Sure, I shared a few thoughts and you may have disagreed with them, but what was the point?
The point was to demonstrate that most of us are ultimately in the "SELL" quadrant. We don't have the creative chops of a Duluth Trading Company, we don't have the financial resources to "BUY", and we are never going to "SCALE" and play with the big brands.
So if we're in the SELL quadrant, we have two choices when we are ready to sell in 2019 or in 2029 or in 2059.
- We can sell for pennies on the dollar.
- We can sell to top dollar.
Which would you rather sell for?
If you had to honestly look at your business today, are you closer to selling for pennies on the dollar or are you closer to selling for top dollar?
Too often, I'm contacted by companies who could only sell for pennies on the dollar, or by companies looking to purchase brands for pennies on the dollar. The companies who are worth pennies on the dollar tend to have something in common.
- They hold on to the past while publicly acting like they are a modern brand.
In other words, these companies exhibit the characteristics of a company stuck in 1993.
- Meetings are about catalogs, not about merchandise.
- The lobby is littered with catalogs and does not have a digital presence in any way other than the LED television which is showing images of catalogs being created.
- People care passionately about how the April catalog is performing during the first four hours of the in-home window and do not care about how paid search is performing at all ... "that's what our paid search vendor is paid to do."
- More than half of new customers are acquired via catalog co-ops, Google, and/or Facebook.
- The ad-to-sales ratio is > 25%, mostly comprised of paper, printing, and postage.
- Orders are still being mailed with an order form and a check.
- Merchandise doesn't sell online unless a catalog is in the mail at the same time.
- An Executive is obsessed about "competing with Amazon", as if that were something that a < $500,000,000 brand can actually do.
- There are actual discussions about whether a catalog should be 64 pages or 68 pages, and those discussions last longer than 5 seconds.
- Employees < age 35 are not trusted.
- Customers are generally age 60-75, but list vendors say that your target audience is a 35-55 year old suburban woman.
- Somebody (or Everybody) at an Executive or Director level is constantly telling employees that the brand is an "omnichannel" or "multichannel" brand and left catalog marketing long ago and then holds meetings to talk about how digital marketing channels must support the catalog.

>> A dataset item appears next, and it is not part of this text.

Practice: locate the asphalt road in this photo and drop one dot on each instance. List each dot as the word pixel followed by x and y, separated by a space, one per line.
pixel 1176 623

The last bullet point is probably most important. I run into it all the time. An Executive will tell you that because there is an email program in place and because the Twitter feed is followed by 2,194 people (only half are bots) that the brand is no longer a catalog brand but instead is a modern omnichannel brand that supports a middle-aged consumer.
This is what the past two weeks have been about. If your brand routinely falls into the bullet points above, you are in the SELL quadrant and you are skewing toward getting pennies on the dollar when you finally decide to SELL.
You can improve the profit-and-loss statement by being tactically better, no doubt about it.
You can improve the profit-and-loss statement by changing your culture, by recognizing that it is 2018 and it is time to put some of the legacy of 1993 to rest.
It's really hard to be tactically better if your culture won't accept the tactics that make you tactically better. That's the point of the past two weeks.